A product I'm working on consists of a primary component and two sattelite components. The sattelite components are designed to run remotely and communicate with the primary component via .NET Remoting. The product is currently undergoing a QA cycle, and the QA team had a bizarre issue to report: when the system is configured to run on localhost and the network cable is disconnected while the system is up and running, remoting requests fail (they reported that the primary component fails to notify the satellite component instances to shut down, but it was actually the same with any remote call).

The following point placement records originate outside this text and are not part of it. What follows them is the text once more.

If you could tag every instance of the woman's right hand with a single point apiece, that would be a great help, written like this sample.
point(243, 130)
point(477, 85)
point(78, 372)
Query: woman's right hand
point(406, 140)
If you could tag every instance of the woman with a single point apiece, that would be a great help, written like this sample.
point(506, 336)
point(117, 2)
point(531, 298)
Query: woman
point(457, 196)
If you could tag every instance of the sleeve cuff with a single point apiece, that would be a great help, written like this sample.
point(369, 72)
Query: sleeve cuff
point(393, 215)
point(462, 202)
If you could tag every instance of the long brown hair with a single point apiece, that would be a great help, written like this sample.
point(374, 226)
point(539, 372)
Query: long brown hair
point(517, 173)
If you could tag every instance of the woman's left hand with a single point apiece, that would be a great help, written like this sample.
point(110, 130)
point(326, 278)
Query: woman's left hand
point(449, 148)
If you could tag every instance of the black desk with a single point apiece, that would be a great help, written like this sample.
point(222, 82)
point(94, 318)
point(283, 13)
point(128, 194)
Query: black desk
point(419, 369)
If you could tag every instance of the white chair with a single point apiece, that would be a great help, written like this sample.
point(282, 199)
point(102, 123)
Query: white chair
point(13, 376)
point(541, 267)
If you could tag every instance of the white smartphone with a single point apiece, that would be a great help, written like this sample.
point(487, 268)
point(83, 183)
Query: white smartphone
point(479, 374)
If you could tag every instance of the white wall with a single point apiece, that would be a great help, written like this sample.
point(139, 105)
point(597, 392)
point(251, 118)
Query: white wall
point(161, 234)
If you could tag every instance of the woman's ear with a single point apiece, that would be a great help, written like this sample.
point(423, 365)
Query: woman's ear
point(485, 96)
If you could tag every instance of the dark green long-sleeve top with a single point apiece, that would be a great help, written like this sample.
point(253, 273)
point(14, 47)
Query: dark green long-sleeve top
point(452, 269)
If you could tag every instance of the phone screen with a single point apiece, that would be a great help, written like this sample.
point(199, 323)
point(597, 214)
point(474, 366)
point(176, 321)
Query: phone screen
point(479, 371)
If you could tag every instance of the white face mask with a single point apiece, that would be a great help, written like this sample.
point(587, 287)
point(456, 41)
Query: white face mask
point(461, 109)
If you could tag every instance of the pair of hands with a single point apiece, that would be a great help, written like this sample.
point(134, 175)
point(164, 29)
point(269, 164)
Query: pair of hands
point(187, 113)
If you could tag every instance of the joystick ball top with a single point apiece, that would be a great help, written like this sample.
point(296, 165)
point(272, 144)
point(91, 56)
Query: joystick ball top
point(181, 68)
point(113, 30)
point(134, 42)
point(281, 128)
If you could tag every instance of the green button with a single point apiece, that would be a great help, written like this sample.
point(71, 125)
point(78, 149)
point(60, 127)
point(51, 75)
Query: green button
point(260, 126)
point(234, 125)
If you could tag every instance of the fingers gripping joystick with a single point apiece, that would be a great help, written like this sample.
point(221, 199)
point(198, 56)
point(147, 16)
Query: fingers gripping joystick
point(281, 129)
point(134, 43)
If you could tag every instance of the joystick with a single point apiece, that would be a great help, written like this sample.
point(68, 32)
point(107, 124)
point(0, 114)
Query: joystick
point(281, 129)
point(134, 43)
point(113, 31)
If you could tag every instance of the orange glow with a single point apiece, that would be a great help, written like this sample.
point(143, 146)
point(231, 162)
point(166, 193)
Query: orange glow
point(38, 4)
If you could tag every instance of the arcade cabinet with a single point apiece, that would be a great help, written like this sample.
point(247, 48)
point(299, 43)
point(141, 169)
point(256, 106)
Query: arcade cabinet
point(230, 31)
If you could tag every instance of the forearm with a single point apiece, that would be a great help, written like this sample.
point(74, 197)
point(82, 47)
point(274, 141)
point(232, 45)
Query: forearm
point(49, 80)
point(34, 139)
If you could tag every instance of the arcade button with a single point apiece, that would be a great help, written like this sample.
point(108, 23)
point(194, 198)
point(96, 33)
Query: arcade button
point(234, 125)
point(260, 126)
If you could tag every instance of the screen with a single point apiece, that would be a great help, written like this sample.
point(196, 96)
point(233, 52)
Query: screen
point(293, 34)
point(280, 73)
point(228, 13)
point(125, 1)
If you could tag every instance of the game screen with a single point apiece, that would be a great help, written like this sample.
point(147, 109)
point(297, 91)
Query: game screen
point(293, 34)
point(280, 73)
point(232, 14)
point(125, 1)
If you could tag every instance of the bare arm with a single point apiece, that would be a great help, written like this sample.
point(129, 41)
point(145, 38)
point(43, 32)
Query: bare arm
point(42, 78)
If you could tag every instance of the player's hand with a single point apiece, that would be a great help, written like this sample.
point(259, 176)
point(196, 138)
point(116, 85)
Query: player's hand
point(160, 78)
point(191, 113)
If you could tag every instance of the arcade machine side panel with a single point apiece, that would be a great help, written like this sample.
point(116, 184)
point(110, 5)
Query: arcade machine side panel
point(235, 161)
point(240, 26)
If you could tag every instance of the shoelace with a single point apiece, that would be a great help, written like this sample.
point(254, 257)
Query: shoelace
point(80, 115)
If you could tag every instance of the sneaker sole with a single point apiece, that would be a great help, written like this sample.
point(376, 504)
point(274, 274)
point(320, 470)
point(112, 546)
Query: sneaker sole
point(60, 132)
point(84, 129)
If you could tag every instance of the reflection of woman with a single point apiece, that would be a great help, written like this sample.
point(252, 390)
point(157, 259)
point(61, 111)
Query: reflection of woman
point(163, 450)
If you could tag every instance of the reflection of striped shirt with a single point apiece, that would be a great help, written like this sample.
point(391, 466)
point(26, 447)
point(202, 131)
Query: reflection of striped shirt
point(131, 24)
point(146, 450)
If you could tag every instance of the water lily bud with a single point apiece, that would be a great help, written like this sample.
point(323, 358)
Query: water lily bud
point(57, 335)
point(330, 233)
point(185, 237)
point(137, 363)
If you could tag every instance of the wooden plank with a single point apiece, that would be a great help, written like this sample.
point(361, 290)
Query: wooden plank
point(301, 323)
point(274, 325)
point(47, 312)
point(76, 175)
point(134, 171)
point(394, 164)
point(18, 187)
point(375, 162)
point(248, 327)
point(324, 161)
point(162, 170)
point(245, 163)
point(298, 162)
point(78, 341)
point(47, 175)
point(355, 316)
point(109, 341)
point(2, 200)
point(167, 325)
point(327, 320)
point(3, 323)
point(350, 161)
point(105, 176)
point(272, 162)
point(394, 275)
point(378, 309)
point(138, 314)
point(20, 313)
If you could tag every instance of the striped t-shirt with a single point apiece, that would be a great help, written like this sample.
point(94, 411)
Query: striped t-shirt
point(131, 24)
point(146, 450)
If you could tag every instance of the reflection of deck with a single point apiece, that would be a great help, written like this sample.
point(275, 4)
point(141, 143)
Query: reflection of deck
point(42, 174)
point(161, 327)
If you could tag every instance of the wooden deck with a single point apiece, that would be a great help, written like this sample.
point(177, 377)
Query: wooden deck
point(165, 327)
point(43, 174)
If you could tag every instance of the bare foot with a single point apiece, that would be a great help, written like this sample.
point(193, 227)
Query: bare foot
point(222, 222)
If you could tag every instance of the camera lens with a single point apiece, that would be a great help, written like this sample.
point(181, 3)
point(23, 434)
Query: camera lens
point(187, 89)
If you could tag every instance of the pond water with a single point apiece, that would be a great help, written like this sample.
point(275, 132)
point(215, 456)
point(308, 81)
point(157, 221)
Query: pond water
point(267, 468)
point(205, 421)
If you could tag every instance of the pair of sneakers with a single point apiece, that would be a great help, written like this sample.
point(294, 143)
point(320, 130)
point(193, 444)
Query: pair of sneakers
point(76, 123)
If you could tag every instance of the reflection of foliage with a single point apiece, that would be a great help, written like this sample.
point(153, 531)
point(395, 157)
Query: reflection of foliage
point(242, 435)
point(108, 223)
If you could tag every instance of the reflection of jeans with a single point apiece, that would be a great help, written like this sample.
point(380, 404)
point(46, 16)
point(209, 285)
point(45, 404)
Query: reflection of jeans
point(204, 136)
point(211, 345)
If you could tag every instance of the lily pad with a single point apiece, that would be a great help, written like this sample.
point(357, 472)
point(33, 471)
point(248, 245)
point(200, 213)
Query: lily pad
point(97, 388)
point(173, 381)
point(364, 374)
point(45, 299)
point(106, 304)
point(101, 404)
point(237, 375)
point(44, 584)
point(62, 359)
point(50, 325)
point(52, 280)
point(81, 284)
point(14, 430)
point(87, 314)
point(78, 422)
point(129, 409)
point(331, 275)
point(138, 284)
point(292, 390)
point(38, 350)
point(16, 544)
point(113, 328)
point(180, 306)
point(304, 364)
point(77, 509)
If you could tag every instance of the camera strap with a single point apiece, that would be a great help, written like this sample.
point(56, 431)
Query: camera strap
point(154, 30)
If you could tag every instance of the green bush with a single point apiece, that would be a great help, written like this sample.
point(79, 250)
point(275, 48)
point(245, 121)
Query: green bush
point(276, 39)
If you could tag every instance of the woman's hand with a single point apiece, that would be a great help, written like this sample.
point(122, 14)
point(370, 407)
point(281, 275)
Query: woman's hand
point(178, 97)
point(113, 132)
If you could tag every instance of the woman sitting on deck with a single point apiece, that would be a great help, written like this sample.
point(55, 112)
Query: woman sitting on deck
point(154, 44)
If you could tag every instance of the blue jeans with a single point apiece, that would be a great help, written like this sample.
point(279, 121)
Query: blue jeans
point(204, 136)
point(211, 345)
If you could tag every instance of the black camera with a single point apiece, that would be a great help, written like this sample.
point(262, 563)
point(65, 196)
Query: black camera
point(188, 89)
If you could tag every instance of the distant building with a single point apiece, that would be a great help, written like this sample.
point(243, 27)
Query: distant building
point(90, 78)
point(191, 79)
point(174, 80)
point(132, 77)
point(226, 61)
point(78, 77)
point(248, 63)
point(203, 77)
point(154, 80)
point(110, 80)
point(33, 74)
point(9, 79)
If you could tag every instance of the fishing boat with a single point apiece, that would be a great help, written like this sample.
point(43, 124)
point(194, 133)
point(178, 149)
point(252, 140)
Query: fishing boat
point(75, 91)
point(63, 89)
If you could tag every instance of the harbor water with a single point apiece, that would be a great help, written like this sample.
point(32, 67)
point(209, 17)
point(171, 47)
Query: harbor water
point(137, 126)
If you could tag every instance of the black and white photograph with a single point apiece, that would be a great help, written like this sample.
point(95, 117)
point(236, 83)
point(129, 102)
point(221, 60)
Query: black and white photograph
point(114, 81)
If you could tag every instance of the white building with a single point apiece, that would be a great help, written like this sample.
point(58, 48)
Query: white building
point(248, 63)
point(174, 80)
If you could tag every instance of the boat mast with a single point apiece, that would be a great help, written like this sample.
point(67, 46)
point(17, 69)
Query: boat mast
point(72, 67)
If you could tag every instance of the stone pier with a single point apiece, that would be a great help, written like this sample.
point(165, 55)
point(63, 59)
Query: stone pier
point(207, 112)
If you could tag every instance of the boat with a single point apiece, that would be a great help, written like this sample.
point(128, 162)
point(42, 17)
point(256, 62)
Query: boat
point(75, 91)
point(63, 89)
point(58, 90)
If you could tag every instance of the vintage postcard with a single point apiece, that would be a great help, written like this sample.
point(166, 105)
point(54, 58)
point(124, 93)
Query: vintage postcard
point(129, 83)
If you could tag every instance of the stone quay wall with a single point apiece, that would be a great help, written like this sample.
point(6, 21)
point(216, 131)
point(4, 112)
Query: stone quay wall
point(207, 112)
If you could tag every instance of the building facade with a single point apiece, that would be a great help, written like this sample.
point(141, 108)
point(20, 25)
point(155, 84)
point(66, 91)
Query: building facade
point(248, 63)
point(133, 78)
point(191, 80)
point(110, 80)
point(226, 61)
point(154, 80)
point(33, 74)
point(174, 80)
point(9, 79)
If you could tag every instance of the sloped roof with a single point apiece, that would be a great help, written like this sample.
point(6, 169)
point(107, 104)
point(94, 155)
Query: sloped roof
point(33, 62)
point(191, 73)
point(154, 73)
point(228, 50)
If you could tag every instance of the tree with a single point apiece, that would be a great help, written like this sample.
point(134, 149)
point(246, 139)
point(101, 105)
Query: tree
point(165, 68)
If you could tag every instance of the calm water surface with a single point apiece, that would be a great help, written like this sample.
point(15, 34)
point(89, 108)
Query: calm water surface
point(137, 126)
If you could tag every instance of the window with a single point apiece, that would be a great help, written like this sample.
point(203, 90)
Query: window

My immediate response was "huh?" but subsequent local testing assured me that they weren't smoking anything illegal.
After quite a bit of research (this is a seemingly little-known issue with .NET Remoting) I managed to come some interesting insights into .NET, but only one relevant post I managed to find after playing with Google Groups a bit: apparently when Windows detects a network cable disconnect (via a feature called Media Sense) it "removes the bound protocols from that adapter until it is detected as "up" again". The only workaround I could find was to completely disable Media Sense, which needless to say is a very unwelcome solution.
I suppose the obvious question is "why the hell does Media Sense shut down localhost connections?" I'm often dumbfounded by bizarre design decisions in Microsoft products, but this one may just necessitate adding a really awful hack to our installation procedures on clients' sites, which just sucks.